Table 3 shows the experimental results of several variants and we can obtain the following points:
Model | Precision | Recall | Accuracy | F1-Score | |
TGA-T | 0.669 | 0.670 | 0.660 | 0.664 | |
TGA-I | 0.895 | 0.867 | 0.880 | 0.880 | |
TGA-A | 0.914_ | 0.914 | 0.906_ | 0.914_ | |
TGA-L | 0.905 | 0.878 | 0.891 | 0.892 | |
TGA-R | 0.790 | 0.823 | 0.906_ | 0.806 | |
TGA-M | 0.886 | 0.859 | 0.867 | 0.872 | |
TGA | 0.969 | 0.886_ | 0.922 | 0.925 | |
TGA-T | 0.548 | 0.557 | 0.548 | 0.550 | |
TGA-I | 0.745 | 0.769 | 0.772 | 0.776 | |
TGA-A | 0.887 | 0.891 | 0.884 | 0.896_ | |
TGA-L | 0.896_ | 0.847 | 0.897_ | 0.902 | |
TGA-R | 0.735 | 0.796 | 0.870 | 0.756 | |
TGA-M | 0.842 | 0.793 | 0.814 | 0.857 | |
TGA | 0.912 | 0.854_ | 0.918 | 0.918 |
● TGA outperforms all variants, which indicates the effectiveness of each module of TGA.
● TGA-T and TGA-I have the worst performance among all variants proving that multimodal detection is superior to unimodal.
● TGA-I is superior to TGA-T, which illustrates the image-based modality model is more effective than the text-based modality model. This is because that it is difficult to distinguish between true and false news according to the text content as they usually contain many similar field-specific terms. However, fake news is often artificially created by using images unrelated to the content to attract attention.
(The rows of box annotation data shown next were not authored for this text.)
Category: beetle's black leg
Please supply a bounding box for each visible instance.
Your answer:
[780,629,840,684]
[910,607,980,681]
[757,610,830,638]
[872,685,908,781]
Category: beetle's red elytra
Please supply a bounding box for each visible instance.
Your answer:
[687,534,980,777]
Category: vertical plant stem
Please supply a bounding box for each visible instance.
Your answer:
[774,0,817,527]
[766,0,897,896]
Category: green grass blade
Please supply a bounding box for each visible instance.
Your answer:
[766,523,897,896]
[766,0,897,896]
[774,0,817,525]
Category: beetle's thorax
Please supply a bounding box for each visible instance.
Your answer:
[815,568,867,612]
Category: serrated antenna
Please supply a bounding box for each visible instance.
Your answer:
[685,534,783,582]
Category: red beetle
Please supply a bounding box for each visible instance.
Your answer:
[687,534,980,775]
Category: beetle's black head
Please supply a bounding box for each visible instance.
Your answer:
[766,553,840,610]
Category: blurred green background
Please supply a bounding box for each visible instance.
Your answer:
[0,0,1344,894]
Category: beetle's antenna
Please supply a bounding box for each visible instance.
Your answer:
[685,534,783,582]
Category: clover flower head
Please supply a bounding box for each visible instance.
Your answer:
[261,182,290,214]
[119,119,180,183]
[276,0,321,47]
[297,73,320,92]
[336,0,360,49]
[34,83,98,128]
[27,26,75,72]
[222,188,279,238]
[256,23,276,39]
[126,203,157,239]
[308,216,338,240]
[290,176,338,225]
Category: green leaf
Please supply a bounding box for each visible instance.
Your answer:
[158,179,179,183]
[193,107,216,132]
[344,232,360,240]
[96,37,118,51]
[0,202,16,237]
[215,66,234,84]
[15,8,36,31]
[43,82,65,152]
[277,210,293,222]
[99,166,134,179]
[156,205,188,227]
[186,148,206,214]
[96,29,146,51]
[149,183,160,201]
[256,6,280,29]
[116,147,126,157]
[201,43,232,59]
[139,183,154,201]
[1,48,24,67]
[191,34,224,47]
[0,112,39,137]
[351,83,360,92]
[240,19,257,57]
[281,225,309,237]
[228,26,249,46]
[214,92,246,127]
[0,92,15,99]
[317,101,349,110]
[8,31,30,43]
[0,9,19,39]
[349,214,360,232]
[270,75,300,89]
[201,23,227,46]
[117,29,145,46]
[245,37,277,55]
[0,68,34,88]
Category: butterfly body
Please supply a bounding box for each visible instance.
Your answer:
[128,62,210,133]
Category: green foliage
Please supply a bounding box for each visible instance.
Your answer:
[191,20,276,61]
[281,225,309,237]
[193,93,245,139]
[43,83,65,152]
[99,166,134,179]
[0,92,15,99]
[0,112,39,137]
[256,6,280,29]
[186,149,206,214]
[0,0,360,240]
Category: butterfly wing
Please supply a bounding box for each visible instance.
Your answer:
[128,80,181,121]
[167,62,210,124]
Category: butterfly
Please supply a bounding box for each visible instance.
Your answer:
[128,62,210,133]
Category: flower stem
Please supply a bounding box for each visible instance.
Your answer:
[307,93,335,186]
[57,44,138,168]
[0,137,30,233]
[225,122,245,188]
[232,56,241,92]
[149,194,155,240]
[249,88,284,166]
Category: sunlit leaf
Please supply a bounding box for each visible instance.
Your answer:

When the images contained in a news do not match the field to which the news belongs, the news will easily be identified as Fake news. For this reason, image-based detection is often more effective than text-based detection when dealing with fake news in the same field.
● TGA outperforms TGA-A which indicates that the effectiveness of attention mechanism in multimodal fusion. Due to attention mechanism can help model find the most inportant information.
● TGA-L is inferior to TGA, indicating that Transformer is better than the traditional RNN-based feature extractor for extracting text features. Similarly, TGA-R is inferior to TGA, which proves that VIT is better than the traditional CNN-based feature extractor in extracting image features.
● TGA outperforms TGA-M, because multimodal feature similarity provides the degree of matching between modalities to enhance the model's capability, also demonstrating that the level of semantic matching between multiple modalities significantly impacts news detection.
Additionally, we utilized bar charts, as presented in Figures 5 and 6, to illustrate the results of the ablation experiment in a clearer manner.
The results of our experiments are highly sensitive to the chosen hyperparameters. To provide insights into their effects on the experimental outcomes, we showcase selected hyperparameter results in Figures 7–9. Notably, we conducted all hyperparameter experiments exclusively on the Weibo dataset.
Figure 7 shows the impact of the threshold α value on the experimental results. The fraction of the feature similarity degree of the two modal features in the experimental results is measured using a threshold α value. The final prediction result is calculated using the classifier's prediction result plus α times the feature similarity value. The experimental results show that the more significant α, the greater the influence of the feature similarity degree. Setting α to 0.1 permits us to achieve the best performance for the model.
Figure 8 shows the impact of the threshold β value on the experiment results. Our experiments report that the optimal performance is achieved when β is set to 0.65. When the feature similarity value of the two modalities outweighs β. In that case, We believe that there is a significant disparity in the similarity between features from the two modalities, and we will add the feature similarity value of α times the feature similarity value to the classifier prediction result to evaluate whether the news is fake.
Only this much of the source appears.